Americans love to spend money and the overall consumer confidence is lifting many retailers’ stock prices to 52 week highs. The names are familiar, but the growing multi-channel and micro-retail trends have introduced new players to the top-returning stocks in the retailer space. New micro-retailers like SFIX (118% 1 yr return) and ETSY (200% 1 yr return) are booming and possibly changing the future of how we shop.
A not-all-inclusive look at retailers and their current price relative to 52 week high. $BBY is interesting with earnings right around the corner. pic.twitter.com/ow83ucdkdJ
— ЯYΛП 🦏 (@ryanmathews) August 18, 2018
It’s been a great run, but are there problems on the horizon?
The strength of the U.S. consumer economy worries me and the retail space will feel the hammer as soon as consumers get nervous and close their wallets. For now, we’re good, but Consumer Sentiment is showing signs of weakness that may or may not be tied to increasing interest rates and inflation. The ‘why’ doesn’t matter as much as the data, itself.
Let’s look at a few charts..
First, on the longer view, check out 2007 – the year before the big recession..
SPY weekly: Yellow square highlights 2007. It wasn’t a great year, but it also wasn’t a horrible year for the equities market.
Now look at Consumer Sentiment. 2007 numbers trended down the entire year. Was it a tell? Maybe, but it was definitely a red flag for retail stocks.
The chart below has the latest data. What do you see? Well, you see that we’re holding near highs, but 2018 is drifting down month after month (think 2007). Of course, sentiment is still over 90 (strong) so consumers are spending and living the life. However, the sentiment numbers show that some folks are starting to close their wallets, even if just a little.
source: tradingeconomics.com
I think the trend is obvious (until it’s not). It appears that the economy has topped. The benefits of the Trump’s tax plan have played out, inflation is knocking on the door, and interest rates are headed back up. Some of these indicators are normal in a strong environment. However, wages haven’t caught up, government spending is out of control, and healthcare/housing/education costs are sky-rocking with no improvements in site. This doesn’t even factor in trade-war concerns.

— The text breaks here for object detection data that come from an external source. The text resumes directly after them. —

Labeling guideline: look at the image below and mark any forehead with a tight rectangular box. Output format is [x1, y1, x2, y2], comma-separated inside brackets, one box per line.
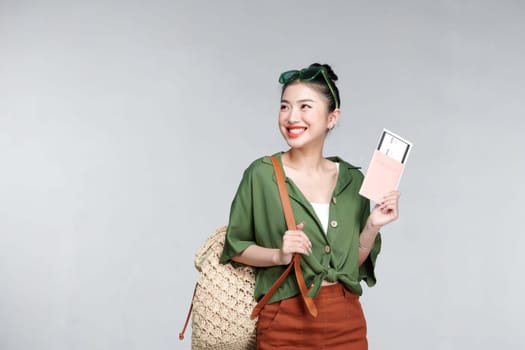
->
[282, 82, 326, 102]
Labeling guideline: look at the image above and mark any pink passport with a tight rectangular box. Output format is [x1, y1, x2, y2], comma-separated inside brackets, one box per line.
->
[359, 129, 412, 203]
[359, 150, 404, 203]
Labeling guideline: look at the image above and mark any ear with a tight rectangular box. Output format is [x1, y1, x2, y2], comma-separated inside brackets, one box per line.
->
[328, 108, 341, 129]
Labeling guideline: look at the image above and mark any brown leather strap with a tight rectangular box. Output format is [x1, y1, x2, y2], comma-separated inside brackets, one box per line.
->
[250, 156, 317, 319]
[179, 283, 198, 340]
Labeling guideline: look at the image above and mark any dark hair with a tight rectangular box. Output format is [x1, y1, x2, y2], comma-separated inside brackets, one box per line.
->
[281, 63, 341, 112]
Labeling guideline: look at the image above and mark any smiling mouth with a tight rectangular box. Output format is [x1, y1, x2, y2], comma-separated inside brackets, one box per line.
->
[286, 127, 306, 138]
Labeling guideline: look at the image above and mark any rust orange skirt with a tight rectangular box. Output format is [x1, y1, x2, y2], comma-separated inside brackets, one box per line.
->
[257, 283, 368, 350]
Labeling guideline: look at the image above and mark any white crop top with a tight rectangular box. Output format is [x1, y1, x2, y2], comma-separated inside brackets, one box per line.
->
[304, 163, 339, 234]
[285, 162, 339, 234]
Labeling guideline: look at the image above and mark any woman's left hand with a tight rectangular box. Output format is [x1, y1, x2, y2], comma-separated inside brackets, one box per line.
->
[368, 191, 401, 228]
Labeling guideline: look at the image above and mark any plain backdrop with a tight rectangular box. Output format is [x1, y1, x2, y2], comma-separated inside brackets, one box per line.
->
[0, 0, 525, 350]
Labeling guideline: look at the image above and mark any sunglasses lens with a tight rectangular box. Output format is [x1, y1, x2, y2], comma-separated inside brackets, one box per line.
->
[301, 67, 321, 81]
[279, 70, 299, 84]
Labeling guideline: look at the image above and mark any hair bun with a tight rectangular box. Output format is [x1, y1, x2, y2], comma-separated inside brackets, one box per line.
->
[310, 63, 338, 81]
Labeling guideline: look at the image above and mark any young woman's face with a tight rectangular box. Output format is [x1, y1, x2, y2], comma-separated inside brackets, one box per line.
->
[279, 83, 339, 148]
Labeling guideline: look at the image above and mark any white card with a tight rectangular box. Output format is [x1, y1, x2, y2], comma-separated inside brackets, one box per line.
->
[377, 129, 412, 164]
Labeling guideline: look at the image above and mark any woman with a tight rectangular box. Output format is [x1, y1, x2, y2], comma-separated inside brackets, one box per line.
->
[221, 64, 399, 349]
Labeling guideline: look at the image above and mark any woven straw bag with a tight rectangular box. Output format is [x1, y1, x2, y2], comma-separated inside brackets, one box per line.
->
[179, 157, 317, 350]
[184, 226, 257, 350]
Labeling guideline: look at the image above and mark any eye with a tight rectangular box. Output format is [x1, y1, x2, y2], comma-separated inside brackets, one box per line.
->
[301, 103, 312, 109]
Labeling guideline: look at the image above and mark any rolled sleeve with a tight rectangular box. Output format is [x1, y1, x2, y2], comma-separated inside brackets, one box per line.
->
[359, 198, 381, 287]
[219, 168, 255, 264]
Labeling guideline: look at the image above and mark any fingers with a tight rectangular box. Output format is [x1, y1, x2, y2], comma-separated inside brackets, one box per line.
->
[378, 191, 401, 218]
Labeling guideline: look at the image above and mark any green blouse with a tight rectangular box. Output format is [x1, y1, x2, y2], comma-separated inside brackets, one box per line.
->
[220, 153, 381, 303]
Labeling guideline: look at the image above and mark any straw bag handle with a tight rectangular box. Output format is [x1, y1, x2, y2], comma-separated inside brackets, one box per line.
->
[250, 156, 317, 319]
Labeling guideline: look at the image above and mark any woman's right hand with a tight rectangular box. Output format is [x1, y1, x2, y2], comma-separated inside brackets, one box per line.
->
[276, 222, 312, 265]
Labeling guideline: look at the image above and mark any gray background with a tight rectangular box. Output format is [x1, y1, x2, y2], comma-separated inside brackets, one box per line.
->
[0, 0, 525, 350]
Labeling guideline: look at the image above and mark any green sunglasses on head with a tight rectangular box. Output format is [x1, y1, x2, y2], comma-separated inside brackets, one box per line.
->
[279, 67, 339, 108]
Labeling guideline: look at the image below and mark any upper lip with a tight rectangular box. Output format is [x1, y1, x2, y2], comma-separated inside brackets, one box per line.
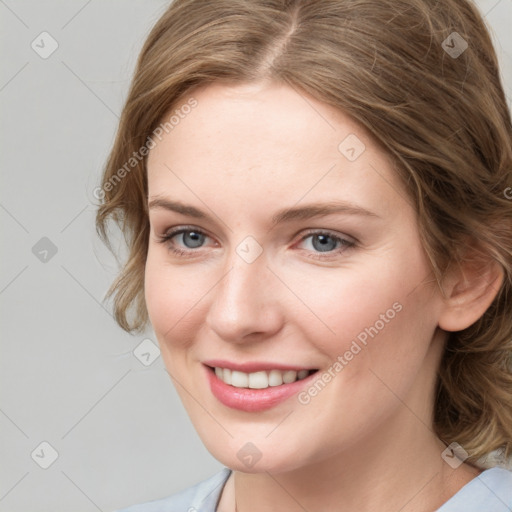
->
[203, 359, 316, 373]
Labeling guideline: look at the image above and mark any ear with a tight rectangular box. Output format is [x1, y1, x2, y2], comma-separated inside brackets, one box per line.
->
[439, 253, 504, 332]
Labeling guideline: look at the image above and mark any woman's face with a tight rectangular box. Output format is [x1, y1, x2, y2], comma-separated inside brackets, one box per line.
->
[145, 84, 443, 472]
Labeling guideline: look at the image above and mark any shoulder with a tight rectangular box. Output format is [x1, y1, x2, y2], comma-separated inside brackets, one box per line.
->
[437, 468, 512, 512]
[115, 468, 231, 512]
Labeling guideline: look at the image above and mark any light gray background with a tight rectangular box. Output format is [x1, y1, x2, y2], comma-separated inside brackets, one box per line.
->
[0, 0, 512, 512]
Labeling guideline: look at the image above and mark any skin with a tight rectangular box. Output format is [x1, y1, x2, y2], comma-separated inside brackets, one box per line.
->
[145, 82, 497, 512]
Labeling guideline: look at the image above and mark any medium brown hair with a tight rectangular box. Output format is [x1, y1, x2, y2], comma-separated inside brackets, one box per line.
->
[96, 0, 512, 464]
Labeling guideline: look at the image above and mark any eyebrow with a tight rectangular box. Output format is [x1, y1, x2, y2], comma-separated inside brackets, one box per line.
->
[148, 198, 381, 226]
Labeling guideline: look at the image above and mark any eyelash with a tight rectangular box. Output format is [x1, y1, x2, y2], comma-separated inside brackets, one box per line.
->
[158, 226, 356, 260]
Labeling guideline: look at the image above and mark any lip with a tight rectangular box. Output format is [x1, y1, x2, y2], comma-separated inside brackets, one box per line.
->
[203, 363, 318, 412]
[203, 359, 316, 373]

It’s time to cycle back down. However, until retailers start showing concern, we’ll likely continue to see strength and stocks will print new 52 week highs. If that Consumer Sentiment starts drifting below 90, all bets are off.
In the near term, BBY looks interesting (reports on the 10th). They’ve done a good job evolving their ecommerce and support strategies, so I expect them to have a good report (no position).